The PhD candidate at York University in Canada says “PASGR does a lot, but what it does is not always explicit.” PASGR’s social protection work, for instance, is not research to be kept on a shelf, but to change the daily lives of Africans, she says.
Kimari, whose PhD project on the history of urban planning in Nairobi benefited from her internship, witnessed the launch of PASGR’s Urban Governance and Turning African Cities Around study.“Being in the same room with some of the foremost thinkers in urban studies—like African Centre for Cities head Edgar Pieterse—was very exciting.”

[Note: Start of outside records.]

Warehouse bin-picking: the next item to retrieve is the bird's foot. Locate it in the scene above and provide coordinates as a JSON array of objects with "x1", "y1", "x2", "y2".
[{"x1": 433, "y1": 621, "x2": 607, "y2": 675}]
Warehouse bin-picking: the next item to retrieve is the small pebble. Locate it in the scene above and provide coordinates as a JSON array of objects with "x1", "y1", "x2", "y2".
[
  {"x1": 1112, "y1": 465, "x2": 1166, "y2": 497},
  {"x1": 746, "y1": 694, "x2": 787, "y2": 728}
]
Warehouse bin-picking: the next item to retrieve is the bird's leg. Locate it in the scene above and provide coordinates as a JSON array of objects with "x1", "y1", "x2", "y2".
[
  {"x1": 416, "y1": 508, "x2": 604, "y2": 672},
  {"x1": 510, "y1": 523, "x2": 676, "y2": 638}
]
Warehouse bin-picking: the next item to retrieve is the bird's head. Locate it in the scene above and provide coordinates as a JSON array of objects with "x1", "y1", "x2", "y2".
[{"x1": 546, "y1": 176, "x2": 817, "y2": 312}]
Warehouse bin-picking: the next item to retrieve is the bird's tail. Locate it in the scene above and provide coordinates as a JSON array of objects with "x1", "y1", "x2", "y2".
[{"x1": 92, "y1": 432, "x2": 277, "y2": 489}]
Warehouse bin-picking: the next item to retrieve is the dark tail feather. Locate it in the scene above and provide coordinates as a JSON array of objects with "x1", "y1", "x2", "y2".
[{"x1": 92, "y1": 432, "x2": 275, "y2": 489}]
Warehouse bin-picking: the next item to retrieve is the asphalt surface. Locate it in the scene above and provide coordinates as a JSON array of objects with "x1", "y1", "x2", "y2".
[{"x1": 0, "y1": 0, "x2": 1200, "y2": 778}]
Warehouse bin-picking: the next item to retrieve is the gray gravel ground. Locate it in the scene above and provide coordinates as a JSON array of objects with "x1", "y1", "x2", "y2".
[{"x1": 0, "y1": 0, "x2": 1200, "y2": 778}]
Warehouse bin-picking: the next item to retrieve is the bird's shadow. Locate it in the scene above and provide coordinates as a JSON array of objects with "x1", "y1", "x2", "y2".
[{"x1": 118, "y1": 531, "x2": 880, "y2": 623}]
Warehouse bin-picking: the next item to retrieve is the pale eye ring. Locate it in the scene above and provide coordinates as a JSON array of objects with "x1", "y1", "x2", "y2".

Although her internship had no direct link with her PhD, Kimari made time for both, spending three days a week at PASGR. She played a major part in the training that saw over 80 Africans from different parts of the continent come together for the Political Economy
Analysis course, and for the Advanced Research Design course.
“But even just small daily activities, collaborating with people who work very hard, was pretty inspiring. Being part of drafting initial proposals and final reports, I got to see the many processes that go into being PASGR. An ethnographic researcher, Kimari says the good research that defines PASGR often involves an interdisciplinary approach that brings in different approaches to support public policy.